Aceng sendiri terpilih lewat jalur independen sebagai bupati tahun
2008. Ia dipandang cukup kontroversial selama ini, dalam beberapa
kasus. Tetapi kasus perempuan itu, puncaknya. Kritik pedas dari
jejaring sosial hingga aksi demonstrasi masyarakat Garut menuntut
pengunduran dirinya masih terus muncul hingga sekarang. Kasusnya
telah menjadi isu nasional.
Ini adalah suatu potret dimana pejabat publik
disorot oleh kasus yang dipandang tidak etis atau tidak pantas
dilakukan. Terlepas dari detil kasusnya, serta alasan-alasan khusus
sang bupati, tentu publik segera memperoleh peluru untuk
memprotesnya. Pemimpin adalah sosok teladan, sehingga, bahkan
kehidupan pribadinya pun dipandang penting dan relevan untuk
dipersoalkan. Kita tahu bahwa pemimpin ideal, bukannya yang tidak
pernah berbuat salah (can’t do no wrong), karena dalam alam
demokrasi kepemimpinan politik selalu dikoreksi. Tetapi, dalam ukuran
etika yang bisa longgar dan sempit, persepsi tentang kehidupan
pribadi pemimpin bisa menjadi soal. Soal poligami saja, misalnya,
banyak yang menentang soal itu, kalau dilakukan pejabat publik. Sudah
banyak kejadian, pejabat publik kita yang mundur, karena kehidupan
pribadinya terbongkar.
Masih belum lekang dalam ingatan mundurnya Direktur
CIA David Petraeus, 60 tahun, akibat skandal perselingkuhan. Kasus
ini menghebohkan tak hanya jagat intelijen, tetapi juga politik.

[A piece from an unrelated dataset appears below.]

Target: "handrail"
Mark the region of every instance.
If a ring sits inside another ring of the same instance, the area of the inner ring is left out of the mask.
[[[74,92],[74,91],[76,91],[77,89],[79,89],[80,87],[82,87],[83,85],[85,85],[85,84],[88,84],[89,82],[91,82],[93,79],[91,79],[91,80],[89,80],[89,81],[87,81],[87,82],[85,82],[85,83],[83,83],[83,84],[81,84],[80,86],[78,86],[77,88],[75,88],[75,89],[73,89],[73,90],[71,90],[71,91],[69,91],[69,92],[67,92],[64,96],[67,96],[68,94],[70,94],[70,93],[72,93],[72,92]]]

Bagaimanapun ia pejabat publik dan ia harus bertanggungjawab dengan
perbuatannya. Nah, apabila di Amerika Serikat, yang nilai-nilai
masyarakatnya lebih liberal ketimbang kita saja, ada hal-hal yang
secara etis tidak dapat ditoleransi, tentu kita sebagai bagian dari
masyarakat Timur yang lebih konservatif, juga tidak akan memberi
toleransi terhadap hal yang sama. Bahwa, ketika orang sudah menjadi
pejabat publik, maka moralitasnya dipersepsikan lebih dari rata-rata.
Moralitas pribadi pejabat publik ialah moralitas publik itu sendiri.
Di kita, dan tampaknya di mana-mana juga demikian,
pemimpin adaah panutan alias suri teladan. Karenanya melekat sekali
di dalamnya, dimensi etis. Etika sesungguhnya tidak langsung terkait
dengan hukum formal yang kaku. Tetapi, pelanggaran etika juga dapat
berakibat pelanggaran hukum. Dan seringkali pelanggaran etika,
dipandang jauh lebih besar daya rusaknya ketimbang pelanggaran hukum
formal. Terhukum secara etis, tampaknya jauh lebih berat ketimbang,
terhukum secara formal di pengadilan. Jadi, tampaknya persoalan etika
pejabat publik ini tidak main-main. Ia bukan urusan sepele. Rakyat
dalam demokrasi langsung memilih pemimpinnya. Tetapi, tetap saja
rakyat tidak menyodorkan blangko kosong secara etis. Mereka butuh
teladan, dan bahkan di luar ekspektasi banyak elite politik, yakni
rakyat membutuhkan pemimpin yang mendekati sempurna. Begitu
ketidaksempurnaan itu menyembul, maka rakyat resah. Dan keresahannya
itu membludak ke dalam aneka reaksi.